Anonymous 0 Comments

If you spend every waking moment for ~three years straight in a total language immersion course, including one or more personal tutors who’ll spend hours a day working with you on everything from basic sounds to sentence structure you’ll be able to speak that language pretty damn well.

This is the environment most people learn their first language in. It’s a lot of work, but they have few responsibilities distracting them from it.

Anonymous 0 Comments

Different languages have different sounds, so if you were brought up with those sounds around you, you’re able to recognise and differentiate them more easily. For instance, English doesn’t have tongue rolling or the ‘ucht’ sound as the German language does, etc. So asking with a new language, you’re learning new sounds that aren’t usual for you.

Anonymous 0 Comments

It’s not about first vs second language chronologically speaking, it’s about what you were most exposed to by a certain age. Around age 8-10 there’s a part of our brain that basically turns off. This part of the brain is very closely associated with language learning, and is capable of learning via immersion alone, without studying rules or grammar or pronunciation.

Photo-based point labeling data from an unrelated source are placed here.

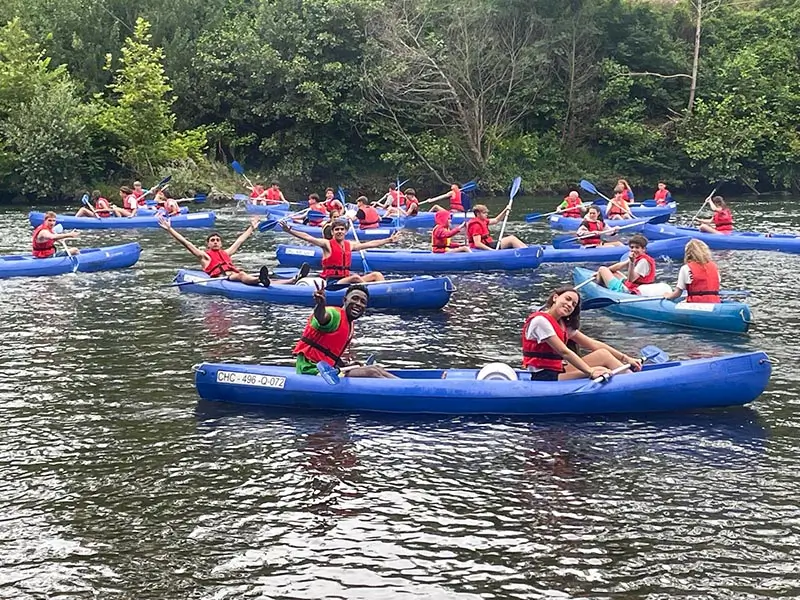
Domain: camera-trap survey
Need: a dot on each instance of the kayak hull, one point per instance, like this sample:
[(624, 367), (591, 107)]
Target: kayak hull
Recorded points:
[(737, 240), (423, 261), (89, 260), (417, 293), (675, 386), (201, 219), (727, 316)]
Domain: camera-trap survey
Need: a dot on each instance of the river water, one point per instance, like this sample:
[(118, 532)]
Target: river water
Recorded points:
[(117, 482)]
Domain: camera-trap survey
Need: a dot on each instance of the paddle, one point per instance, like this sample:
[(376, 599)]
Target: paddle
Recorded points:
[(514, 189)]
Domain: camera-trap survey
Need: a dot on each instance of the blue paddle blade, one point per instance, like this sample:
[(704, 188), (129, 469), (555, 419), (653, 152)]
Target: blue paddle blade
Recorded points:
[(328, 373), (589, 187)]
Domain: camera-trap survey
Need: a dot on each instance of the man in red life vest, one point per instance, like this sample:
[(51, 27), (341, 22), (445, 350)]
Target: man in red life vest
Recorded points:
[(640, 269), (368, 217), (722, 221), (217, 262), (478, 231), (337, 253), (662, 195), (442, 234), (44, 239), (328, 334)]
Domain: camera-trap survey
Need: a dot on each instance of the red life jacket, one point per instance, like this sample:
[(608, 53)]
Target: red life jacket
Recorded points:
[(572, 209), (329, 347), (102, 207), (595, 240), (649, 278), (371, 218), (478, 227), (705, 283), (455, 201), (541, 355), (337, 265), (723, 220), (45, 248), (220, 263)]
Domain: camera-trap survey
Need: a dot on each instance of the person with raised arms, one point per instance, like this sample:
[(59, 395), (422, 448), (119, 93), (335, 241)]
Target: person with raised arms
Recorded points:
[(217, 262), (698, 277), (43, 242), (337, 253), (478, 231), (546, 333), (328, 333), (592, 226), (722, 221), (639, 269)]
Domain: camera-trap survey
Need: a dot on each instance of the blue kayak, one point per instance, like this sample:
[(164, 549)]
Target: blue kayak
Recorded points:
[(88, 260), (416, 293), (203, 219), (672, 386), (729, 316), (736, 240), (423, 261)]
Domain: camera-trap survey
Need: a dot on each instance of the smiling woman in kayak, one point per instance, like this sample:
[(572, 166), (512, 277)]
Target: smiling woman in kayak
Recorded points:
[(544, 343)]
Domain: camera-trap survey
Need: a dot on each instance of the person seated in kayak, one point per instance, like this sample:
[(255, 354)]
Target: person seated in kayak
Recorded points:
[(626, 276), (337, 253), (572, 206), (590, 230), (368, 217), (698, 277), (722, 221), (478, 231), (618, 206), (44, 239), (454, 195), (328, 333), (102, 207), (547, 332), (217, 263), (442, 234), (662, 195)]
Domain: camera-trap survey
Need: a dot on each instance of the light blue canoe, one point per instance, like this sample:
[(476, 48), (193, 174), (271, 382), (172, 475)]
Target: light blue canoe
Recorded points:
[(729, 316), (672, 386), (88, 260), (203, 219)]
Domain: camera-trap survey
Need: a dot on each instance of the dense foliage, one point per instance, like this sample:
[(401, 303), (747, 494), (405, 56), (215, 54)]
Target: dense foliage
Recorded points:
[(357, 91)]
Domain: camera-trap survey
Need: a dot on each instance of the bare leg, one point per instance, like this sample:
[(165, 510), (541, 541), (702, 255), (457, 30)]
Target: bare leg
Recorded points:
[(598, 358)]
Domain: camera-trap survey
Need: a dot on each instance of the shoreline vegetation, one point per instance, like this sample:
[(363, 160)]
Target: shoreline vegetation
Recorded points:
[(313, 93)]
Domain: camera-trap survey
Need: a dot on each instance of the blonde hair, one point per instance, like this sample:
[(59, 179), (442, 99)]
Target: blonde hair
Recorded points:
[(697, 251)]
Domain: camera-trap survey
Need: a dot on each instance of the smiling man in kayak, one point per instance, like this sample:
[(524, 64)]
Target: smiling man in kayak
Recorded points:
[(337, 253), (217, 263), (328, 334)]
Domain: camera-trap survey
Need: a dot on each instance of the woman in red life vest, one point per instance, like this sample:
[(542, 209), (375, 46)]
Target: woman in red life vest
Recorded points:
[(572, 206), (592, 228), (478, 231), (328, 333), (217, 262), (698, 277), (44, 239), (618, 206), (102, 207), (442, 234), (368, 217), (544, 343), (662, 195), (337, 253), (639, 269), (454, 195), (722, 221)]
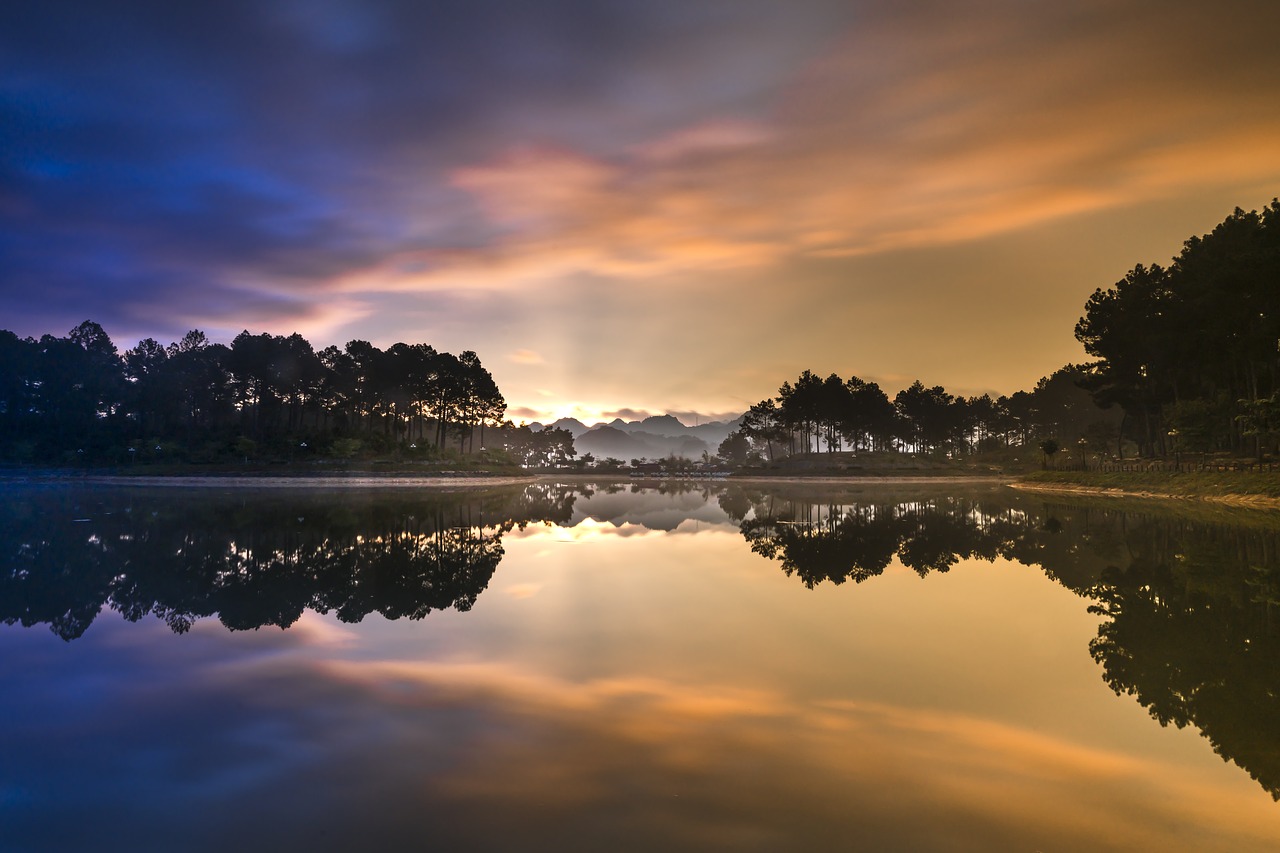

If you are bilingual from birth you will basically be fluent in both languages, provided you don’t let any atrophy for a long period of time

Anonymous 0 Comments

Before the age of 12 our brains are basically just set up to take in communication to learn language no matter how many if you learn 5 languages under the age of 12 the language part of your brain would be like a nice bubble. If you learn a second language after 12 that language portion will have a little finger sticking out of the main language area. So once the Jell-O turns from liquid to solid your brain has a harder time making changes. But it doesn’t mean it’s impossible it just means it’s not as easy. Plus you have to remember that from the ages of 1 to 5 you didn’t really have much going on in your life besides trying to learn how to communicate. Add in social pressures of high school and peer pressure everything gets harder.

Anonymous 0 Comments

It isnt harder. But the belief that it is harder is enough to stop most people from trying. If someone really wanted to do it, and committed the same amount of time to their 2nd language as they did their 1st, there are many things we already know that we dont need to relearn. Things like language and grammar components. Sentences needing subjects and verbs. Most people dont actually want to learn Spanish in middle school, and not wanting to learn makes it much harder to learn.

Anonymous 0 Comments

There’s been a lot of study on this in linguistics and some incidental (and horrific abuse) experimentation performed on this. Like a child who has been locked in an attic for the entirety of their life by their parents and discovered by the authorities when they’re 12. The parents never spoke to the child, and that person lived out the rest of their life without any language. They could make sounds, but nothing intelligible. Another child, lost in the forest and raised by wolves, is recovered at the age of six and quickly picks up a full languages grammar and lexicon, so there’s real world, empirical evidence to support these theories of language acquisition, though not traditional experimentation because that would be monstrously immoral. Theres other stuff too, like a Caucasian kid brought up amongst the Xhosa can readily produce the click phonemes that make up Xhosa speech, but an eighteen year old brought in to the society has trouble with them.

Anonymous 0 Comments

Any language I’ve learned for a year, I will put my fluency against any one-year-old native speaker.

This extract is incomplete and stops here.